Since November, Israel has reached and abandoned a ceasefire with Hamas. Donald Trump has taken over the White House from Joe Biden, while touting his support for ethnically cleansing Gaza. And a Republican majority has assumed control in the Senate.
Sanders’s resolutions had little chance of passing either time, but he has cast both as tests of the Senate’s conscience.
One of the resolutions up for a vote Thursday would have blocked the sale of more than 35,000 2,000-pound bombs, which have been widely criticized by humanitarian groups for the indiscriminate destruction they cause in densely populated urban areas such as the Gaza Strip.
The other resolution targeted the sale of thousands of smaller-diameter — but still powerful — bombs and thousands of bomb-guidance kits and fuses.
Sanders said the situation in Gaza now is even worse than it was during the Biden administration, which humanitarian groups criticized for its half-hearted attempts to pressure Israel.
“What is happening right now is unthinkable. Today it is 31 days and counting with absolutely no humanitarian aid getting into Gaza,” Sanders said. “That is a clear violation of the Geneva Convention, the Foreign Assistance Act, and basic human decency. It is a war crime. You don’t starve children, and it is pushing things toward an even deeper catastrophe.”
Despite Sanders’s attempt to tie his resolutions to opposition to Trump, many Democrats voted against them. Senate Minority Leader Chuck Schumer, D-N.Y., voted no, as did Sen. Jacky Rosen, D-Nev., who gave a floor speech to rally support against the resolution.
Passing the resolutions, Rosen said, would send a “message to terrorists” of “impunity.”
“If we are serious about stability in the region,” she said, “and the safe and secure state of Israel someday living alongside a peaceful, independent Palestinian state, I urge all my colleagues to vote no on these resolutions.”
Fewer Votes
Critics of Israel’s war had hoped that the earlier resolutions in November, while unlikely to succeed, might begin a longer process of building support for Palestinians in Congress.

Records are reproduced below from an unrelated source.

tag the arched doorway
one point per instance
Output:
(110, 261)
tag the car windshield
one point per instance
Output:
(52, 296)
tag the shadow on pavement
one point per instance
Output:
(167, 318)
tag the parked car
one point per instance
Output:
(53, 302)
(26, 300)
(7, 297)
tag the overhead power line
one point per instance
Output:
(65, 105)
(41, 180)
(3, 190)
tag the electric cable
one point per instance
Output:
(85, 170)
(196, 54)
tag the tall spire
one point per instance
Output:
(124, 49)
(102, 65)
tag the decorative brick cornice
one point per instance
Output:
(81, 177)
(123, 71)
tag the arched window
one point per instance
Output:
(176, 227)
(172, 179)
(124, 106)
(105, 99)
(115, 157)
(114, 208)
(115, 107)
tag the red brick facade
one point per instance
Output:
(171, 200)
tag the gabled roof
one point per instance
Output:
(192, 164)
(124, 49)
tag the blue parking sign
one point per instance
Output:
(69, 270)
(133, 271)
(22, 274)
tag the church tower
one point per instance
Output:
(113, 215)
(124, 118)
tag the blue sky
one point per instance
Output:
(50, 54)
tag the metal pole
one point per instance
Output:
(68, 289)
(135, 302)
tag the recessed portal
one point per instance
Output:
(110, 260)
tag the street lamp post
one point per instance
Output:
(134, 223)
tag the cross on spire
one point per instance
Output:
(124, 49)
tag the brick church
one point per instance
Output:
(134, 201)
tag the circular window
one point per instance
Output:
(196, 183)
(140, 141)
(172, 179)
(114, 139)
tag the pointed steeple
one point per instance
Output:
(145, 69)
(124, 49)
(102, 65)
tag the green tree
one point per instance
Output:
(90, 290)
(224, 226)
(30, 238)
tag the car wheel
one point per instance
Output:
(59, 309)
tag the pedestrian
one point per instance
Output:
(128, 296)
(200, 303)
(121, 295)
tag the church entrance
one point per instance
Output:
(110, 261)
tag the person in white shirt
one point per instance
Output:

Sanders’s resolutions on Thursday, however, drew four fewer votes than his best showing in November.
One notable defection was of Sen. Jon Ossoff, D-Ga., who faced a backlash from some Jewish community leaders over his support of Sanders’s first set of resolutions in November.
After defending his earlier votes, Ossoff voted against blocking arms sales on Thursday. His office did not immediately respond to a request for comment.
Ossoff is considered the Democrats’ most vulnerable incumbent in next year’s election, and the party will also be defending three open seats that Republicans have a chance of taking, according to the Cook Political Report.
Seeming to anticipate electoral concerns from Democrats, Sanders during his speech bemoaned the role of money in politics and the influence of AIPAC, which spent on 389 congressional races last year. The pro-Israel lobby group had urged its members to oppose Sanders’s “dangerous” resolutions in a message before the vote.
Another group which describes itself as pro-Israel, J Street, supported one of the resolutions, according to a press release.
A group that has been critical of Israel, the Institute for Middle East Understanding Policy Project, expressed its disappointment after the vote.
“Democrats in Congress have their lowest approval rating in decades,” the group’s executive director Margaret DeReus, said in a statement, “and today’s vote was yet another demonstration of why they have lost the trust of their own voters and the American people.”